Brian Carlisle, CEO of Precise Automation, will be giving a presentation on speeding up collaborative robots, as part of the Collaborative Robots: Getting Started session on April 4 from 1:30 pm to 3 pm at Automate 2017 in Chicago. Contact him at [email protected].

In most robots, when a collision occurs the control system commands maximum motor torque, and the moving mass of the robot, payload and the forward reflected inertia of the motor and drive elements generate a collision force determined by the velocity and stopping distance, which determine the deceleration force. The stopping distance is determined by the allowable force, the compliance, or stiffness, of the part of the human body that is struck, the compliance of the robot structure that strikes the person and whether the collision occurs in free space or traps the human against a rigid surface. The stopping distance can typically vary from a few millimeters to a few centimeters, depending on these factors.

As an example, a common SCARA robot design uses high ratio speed reducers to drive the inner link and the outer link. The forward reflected inertia of the high-speed drive train elements including the motor shaft and wave generator in the harmonic drives, which, when multiplied by the square of the reduction ratio, can be far greater than the robot typical payload. For example, in Table 1, the forward reflected inertia gives a total effective mass at the tool without any payload of 14 kg.

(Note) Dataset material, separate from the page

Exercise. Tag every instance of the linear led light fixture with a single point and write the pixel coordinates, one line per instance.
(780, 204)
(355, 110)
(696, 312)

Given that the typical working payload for this class and size of robot is less than 2 kg, these reflected inertias are more than six times the inertia of the payload and greatly increase the dynamic collision force.

Further, it is possible to limit the motor torque in a collision to a small percentage of the total available motor torque, for example 25% or less, thus further reducing collision forces which are a combination of dynamic forces and forces from motor torques.

We use a control algorithm that solves a complete dynamic model of the robot in real time to continuously compute the motor torques for the next planned motion of the robot. This model includes all the coupled torques from other axes, including an offset payload, the Coriolis forces, gravity forces and friction forces. Once the motor torques have been fed forward to the controller, there remains a feedback control loop, utilizing a classical PID structure, which measures any remaining position and velocity errors and multiplies these errors by gains to generate a PID error torque, which is added to the feed-forward torque to comprise the total motor torque command. For robots with low ratios and low friction, the PID error torque can be as low as 10% of the total available motor torque.

It is therefore possible to set a low limit on the PID error torque, for example 10% or 25% of total available motor torque, which limits the motor torque contribution to both low-speed and high-speed collisions. For the harmonic-drive SCARA robot in Table 1, the unlimited peak motor torque multiplied by the ratio can generate a collision force of 1,120 Newtons, even at low speeds. For the collaborative robot, the above control algorithm can limit the low-speed collision force from the motor torque to 60 N.

It is possible to reduce the collision force of a robot by a combination of mechanical design and control-system design and thus increase the operating speed for a given safe collision force.